Chrysanthèmes déçus
Naruse, comme Ozu voir Mizoguchi pour sa période "portrait de geishas" peut être le genre de cinéaste que l'on peut cataloguer de faire toujours le même film année après année. Pourtant, si la veine intimiste et dramatique du cinéaste transparaît à chaque plan et que l'on peut retrouver dans d'autres oeuvres similaires (Flowing...) , ce n'est pas pour faire joli ou pour symboliser à l'écran le destin guère génial des protagonistes féminins. La veine intimiste et dramatique est la narration générale. Elle sert de lien entre ce que Naruse véhicule -superbement- aussi bien par l'interprétation des acteurs que par la neutralité de ses cadres, la sécheresse des plans cadrés de manière radicale sans géni photographique (personnages au centre de l'écran comme chez Ozu). Chaque plan est une photo triste. Chaque plan incarne une émotion aussi bien du côté des geishas que des salarymen qui profitent de l'argent durement gagné par ces dernières. Les vieilles geishas semblent effectivement manquer de moyens pour survivre, en particulier l'une d'entre elles jalouse de Kin parce qu'elle déborde d'argent, mais cette jalousie n'est que de courte durée et finit par se transformer en mépris de mégère. Son personnage reste exécrable du début à la fin, bien que Naruse tente de nous prouver par A+B que même méprisants, ses personnages ont un bon fond, en témoigne cette séquence de fin où la personne exécrable du début joue de ses petits airs en imitant la démarche de Marilyne Monroe. On passe alors du genre dramatique à un autre plus léger rappelant les belles heures du cinéma Narusien du début des sixties, cette faculté à passer des "larmes au rire" en l'espace d'un raccord. La classe.

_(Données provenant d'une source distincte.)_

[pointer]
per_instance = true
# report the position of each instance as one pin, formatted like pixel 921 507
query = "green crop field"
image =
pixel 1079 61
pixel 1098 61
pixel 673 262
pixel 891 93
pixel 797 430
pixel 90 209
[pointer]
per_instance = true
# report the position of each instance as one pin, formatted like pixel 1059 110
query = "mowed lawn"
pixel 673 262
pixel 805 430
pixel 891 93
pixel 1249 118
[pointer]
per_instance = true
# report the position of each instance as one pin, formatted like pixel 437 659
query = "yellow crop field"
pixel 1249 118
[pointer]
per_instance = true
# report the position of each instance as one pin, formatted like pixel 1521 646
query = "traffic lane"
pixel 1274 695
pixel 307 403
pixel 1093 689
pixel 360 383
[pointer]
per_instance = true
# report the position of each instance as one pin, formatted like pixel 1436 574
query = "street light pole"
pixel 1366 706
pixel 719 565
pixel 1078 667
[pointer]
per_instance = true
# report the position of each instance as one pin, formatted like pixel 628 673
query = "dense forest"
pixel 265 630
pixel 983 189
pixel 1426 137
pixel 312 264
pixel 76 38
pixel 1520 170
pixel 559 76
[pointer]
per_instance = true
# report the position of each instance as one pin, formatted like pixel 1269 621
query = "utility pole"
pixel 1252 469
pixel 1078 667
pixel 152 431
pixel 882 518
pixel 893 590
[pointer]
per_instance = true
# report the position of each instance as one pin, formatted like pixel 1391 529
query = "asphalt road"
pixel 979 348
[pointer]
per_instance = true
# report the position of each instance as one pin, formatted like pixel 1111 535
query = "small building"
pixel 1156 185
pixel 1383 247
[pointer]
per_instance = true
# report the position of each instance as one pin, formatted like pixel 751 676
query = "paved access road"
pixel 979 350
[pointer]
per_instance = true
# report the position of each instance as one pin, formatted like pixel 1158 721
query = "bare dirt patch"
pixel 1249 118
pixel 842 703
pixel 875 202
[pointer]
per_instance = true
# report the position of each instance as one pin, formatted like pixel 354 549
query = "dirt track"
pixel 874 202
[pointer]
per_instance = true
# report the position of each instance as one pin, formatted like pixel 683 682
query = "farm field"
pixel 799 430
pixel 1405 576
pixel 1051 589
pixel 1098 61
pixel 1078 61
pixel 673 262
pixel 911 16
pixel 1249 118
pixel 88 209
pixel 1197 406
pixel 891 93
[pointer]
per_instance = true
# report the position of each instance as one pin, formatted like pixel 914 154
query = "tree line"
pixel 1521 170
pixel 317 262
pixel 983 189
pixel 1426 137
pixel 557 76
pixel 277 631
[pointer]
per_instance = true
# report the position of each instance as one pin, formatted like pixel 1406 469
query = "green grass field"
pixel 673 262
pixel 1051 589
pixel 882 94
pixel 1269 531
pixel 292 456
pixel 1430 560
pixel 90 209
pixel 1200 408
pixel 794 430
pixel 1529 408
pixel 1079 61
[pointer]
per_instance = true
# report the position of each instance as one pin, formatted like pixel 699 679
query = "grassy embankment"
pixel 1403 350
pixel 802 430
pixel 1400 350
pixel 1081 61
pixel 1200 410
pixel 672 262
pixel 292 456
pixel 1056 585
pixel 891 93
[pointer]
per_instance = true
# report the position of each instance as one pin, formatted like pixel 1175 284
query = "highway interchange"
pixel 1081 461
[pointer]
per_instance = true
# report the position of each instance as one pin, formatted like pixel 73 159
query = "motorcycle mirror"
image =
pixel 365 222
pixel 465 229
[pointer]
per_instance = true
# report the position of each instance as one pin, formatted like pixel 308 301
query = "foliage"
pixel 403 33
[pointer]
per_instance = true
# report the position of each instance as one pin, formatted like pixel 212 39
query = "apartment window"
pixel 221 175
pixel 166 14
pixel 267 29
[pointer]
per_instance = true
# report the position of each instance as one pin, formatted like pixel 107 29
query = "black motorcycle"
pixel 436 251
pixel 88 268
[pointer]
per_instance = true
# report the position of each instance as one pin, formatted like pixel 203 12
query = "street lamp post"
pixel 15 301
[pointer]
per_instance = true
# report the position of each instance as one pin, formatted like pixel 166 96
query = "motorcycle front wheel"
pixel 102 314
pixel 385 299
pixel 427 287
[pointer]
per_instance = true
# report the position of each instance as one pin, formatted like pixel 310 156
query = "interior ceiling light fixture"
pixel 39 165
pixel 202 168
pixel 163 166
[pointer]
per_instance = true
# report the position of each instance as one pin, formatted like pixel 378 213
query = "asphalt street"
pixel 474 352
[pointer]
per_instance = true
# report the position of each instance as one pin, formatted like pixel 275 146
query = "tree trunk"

Chrysanthèmes tardifs c'est aussi un ensemble de séquences de belle facture, tantôt émouvantes et profondes avec notamment cette jeune bonne à tout faire sourde et muette, personnage semble t-il inédit de la filmographie de Naruse, ou lorsque Kin parle de son invité uniquement par le biais de sa pensée, le jeu des regards est alors particulièrement intéressant. On caractérise souvent Naruse de cinéaste à femmes, comme l'était aussi Mizoguchi, et il le prouve encore ici avec une peinture de la gente masculine pour le moins déconcertante : tandis que les jeunes, encore saints et sans grande expérience sont plutôt évoqués avec finesse, les salarymen semblent avoir uniquement comme vocation de quémander de l'argent auprès des femmes qu'ils ont séduit voilà des années, et aux femmes d'être passablement déçues de leurs actes. S'il n'est pas exempt de longueurs du fait d'une mise en scène plutôt froide, et ce malgré la merveilleuse musique de fond classique chez Naruse, apportant une véritable dynamique, Chrysanthèmes tardifs trouve pourtant une vraie logique de narration, le film étant d'une belle géométrie : il débute et se termine avec le toujours excellent Ozawa Eitaro, est ponctué de manière régulière avec l'apparition de personnages secondaires intéressants (dont une belle Arima Ineko), et la rigueur formelle du cinéaste répond présent bien qu'ici plus froide, on préférera ses films cadrés en scope d'une éclatante beauté.